Зато сестры, Лиля и Циля, Маню сразу приняли, любили ее больше, чем другую невестку, Мурочку-неженку-красавицу. Маленькая унылоносая Лиля всегда наряжалась во что-то невнятное, бесформенное, так умудрялась одеться, чтобы никто не заподозрил, что под всеми ее шалями и балахонами скрывается женщина. Тихая Лиля вся была насмешка над придуманным своим отчеством Львовна, данным ей Давидом в наивном желании переломить ее судьбу. Лиля была старше Мони, следующая за Наумом и Цилей, но еще ни разу не проявила интереса к мужскому полу, пугливо отворачивалась даже от голенького Кости в пеленках. В свои двадцать пять лет она была уже вполне сложившейся старой девой, всегда готовой услужить всем родственникам: пока Маня работала, сидела с Костей, когда разрешали, нянчила Дину. Правда, Дину Наум и Мура позволяли понянчить редко, всегда давали множество строгих указаний.

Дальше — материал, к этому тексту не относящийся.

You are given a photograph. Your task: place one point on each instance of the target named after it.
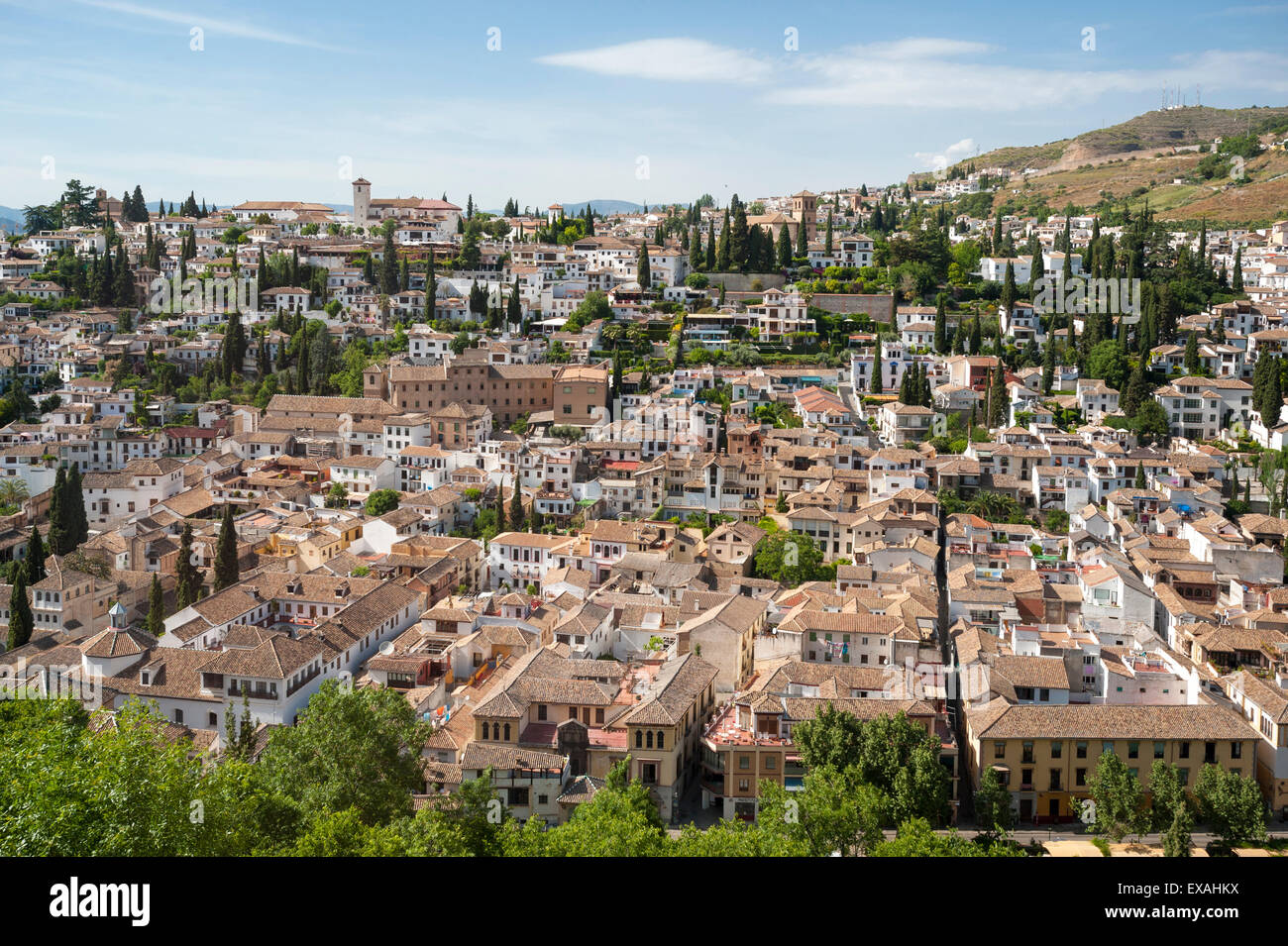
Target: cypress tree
(1137, 389)
(20, 613)
(58, 529)
(77, 523)
(35, 558)
(156, 607)
(514, 309)
(1009, 292)
(516, 506)
(226, 553)
(724, 253)
(430, 288)
(188, 577)
(389, 265)
(997, 399)
(738, 239)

Наум все проверял, сколько съела, во что переодели, и всегда оставался недоволен. Циля пока тоже была одна. Был, правда, один неудачный роман... В семье о нем не говорили, как-то уже высветилось, что сестры суждены друг другу.
– У мамы была брошка очень красивая, цветок с розовым камнем... – Моня улыбнулся. – Она ее иногда прикалывала, по праздникам...

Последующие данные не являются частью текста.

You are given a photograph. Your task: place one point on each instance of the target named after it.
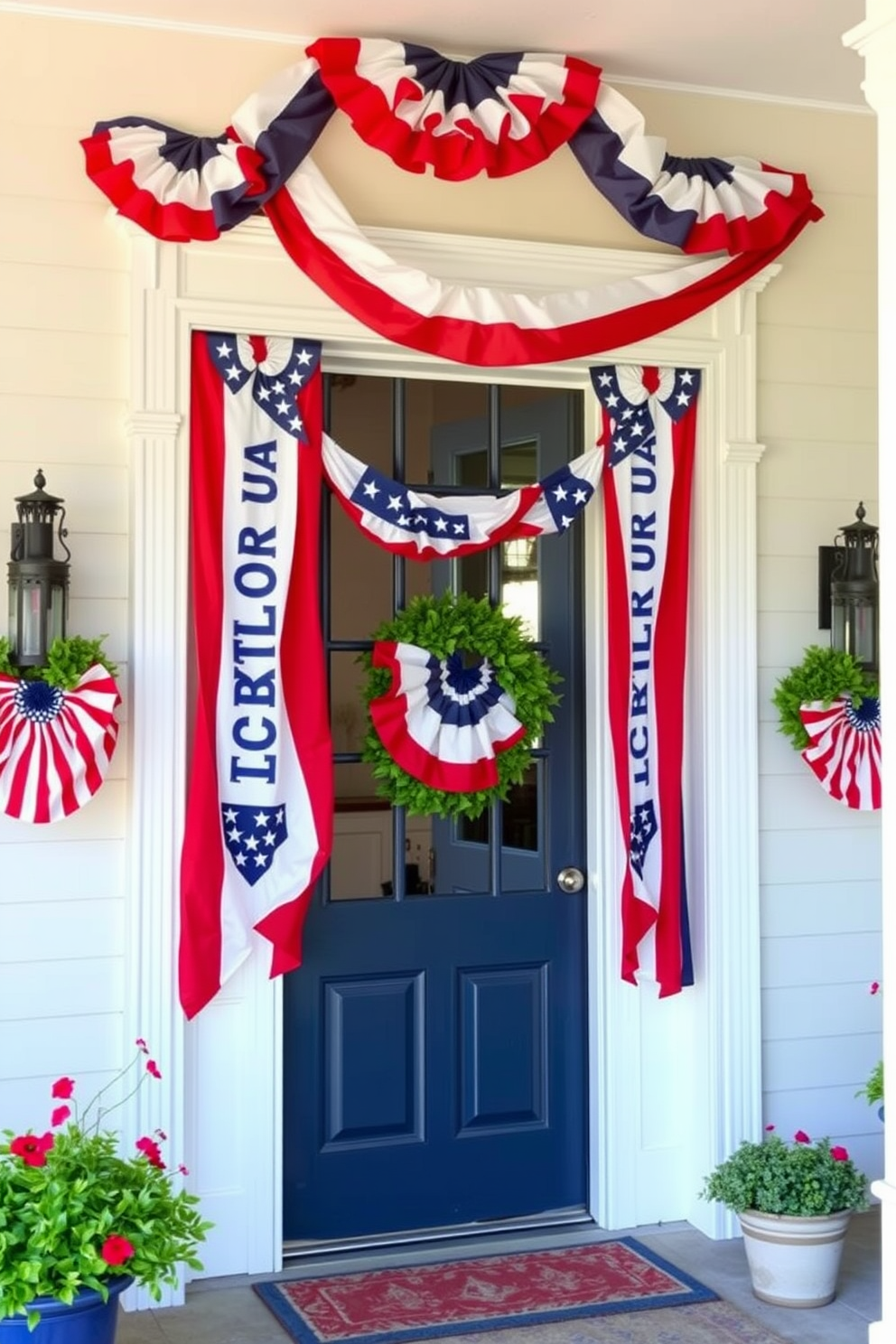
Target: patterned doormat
(490, 1293)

...Мария Иосифовна умерла и незадолго до смерти вложила в руку Науму брошку – замысловато изогнутый золотой цветок с аметистом посередине. Больше у нее ничего и не было. «Тебе всегда доставалось от родителей все самое лучшее», – холодно сказал Моня старшему брату. Моне было так горько, как будто он прыгнул с самого высокого дерева у них в городке, а мама не заметила... И отец тоже не похвалил... Моня припоминал: Немку не наказали, Немке дали, а ему нет... Мать любила Немку больше, теперь это совершенно ясно! Простить брату такую несправедливость было невозможно!.. Только если он сам поймет... И что?..
– Немка опять меня обманул, – сказал он Мане и отвернулся.
Он не знал, почему «опять» и почему «обманул», но это было правдой. Так продолжалось всю жизнь, это точно!
– Брошка... – зашипела Маня, как будто плюнули на утюг. – Наследство!..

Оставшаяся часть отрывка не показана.